A cooking show that might be a little too realistic.Photo courtesy RealMeals.TV
The cooking on Top Chef is, as most chefs will tell you, about as realistic as the medicine practiced on House. But that doesn’t mean you can’t see the real thing if you look hard enough. Consider RealMeals, a brand-new, just-launched website which specializes in videos of both professional and amateur chefs actually cooking. This kind of instructional/aspirational video has been coming into vogue in recent months (Chow has produced a number of really good ones.) But RealMeals is both more interesting and more New York-oriented.

Among the highlights we’ve enjoyed:

Patricia Yeo making cocoa and peanut–glazed spareribs at Sapa. Could Yeo be the nicest chef in New York? We suspect so.

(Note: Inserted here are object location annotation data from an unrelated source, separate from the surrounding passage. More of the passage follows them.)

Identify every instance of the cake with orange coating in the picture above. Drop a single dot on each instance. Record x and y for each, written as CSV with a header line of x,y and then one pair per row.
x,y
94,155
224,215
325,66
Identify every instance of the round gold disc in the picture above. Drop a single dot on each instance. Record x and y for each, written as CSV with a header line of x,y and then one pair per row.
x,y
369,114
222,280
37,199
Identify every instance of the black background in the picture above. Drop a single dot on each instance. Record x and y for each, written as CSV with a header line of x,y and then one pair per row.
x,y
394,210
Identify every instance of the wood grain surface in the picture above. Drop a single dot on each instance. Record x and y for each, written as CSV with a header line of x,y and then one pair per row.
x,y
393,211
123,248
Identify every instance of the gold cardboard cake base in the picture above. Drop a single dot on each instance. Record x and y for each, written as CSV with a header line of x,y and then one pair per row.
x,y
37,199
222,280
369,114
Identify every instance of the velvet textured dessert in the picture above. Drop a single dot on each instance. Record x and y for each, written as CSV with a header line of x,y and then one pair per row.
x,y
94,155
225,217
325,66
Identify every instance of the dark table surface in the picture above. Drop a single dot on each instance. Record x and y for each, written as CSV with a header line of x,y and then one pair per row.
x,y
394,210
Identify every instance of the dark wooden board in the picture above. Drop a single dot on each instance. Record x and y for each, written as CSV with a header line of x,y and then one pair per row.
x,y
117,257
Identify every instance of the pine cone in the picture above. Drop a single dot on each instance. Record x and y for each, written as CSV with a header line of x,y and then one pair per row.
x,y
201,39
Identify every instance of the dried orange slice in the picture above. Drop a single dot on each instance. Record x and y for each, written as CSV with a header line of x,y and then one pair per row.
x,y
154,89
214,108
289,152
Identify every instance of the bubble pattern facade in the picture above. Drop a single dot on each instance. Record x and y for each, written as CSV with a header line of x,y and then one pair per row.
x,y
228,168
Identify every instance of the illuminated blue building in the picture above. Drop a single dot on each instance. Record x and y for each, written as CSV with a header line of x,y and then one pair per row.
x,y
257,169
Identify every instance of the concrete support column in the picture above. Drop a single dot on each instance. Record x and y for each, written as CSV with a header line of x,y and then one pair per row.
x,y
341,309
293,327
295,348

Orhan Yegen cooking eggplants directly on six fully jacked–up burners, and then transforming them into his excellent eggplant salad at Sip Sak.

Amanda Freitag creating non-gummy gnocchi with striking delicacy and dexterity at Gusto.

Even more enjoyable, from a visual point of view, are some of the home cooks. These kitchens make Jerry Seinfeld’s look huge.

• A guy named Austen in a bowling shirt and a cowboy hat makes a pretty respectable tarragon chicken in the smallest kitchen we’ve ever seen a video filmed in.

• Nat from Jersey City makes beer-can chicken, complete with spices from the bodega and, of course, a can of PBR to support the bird.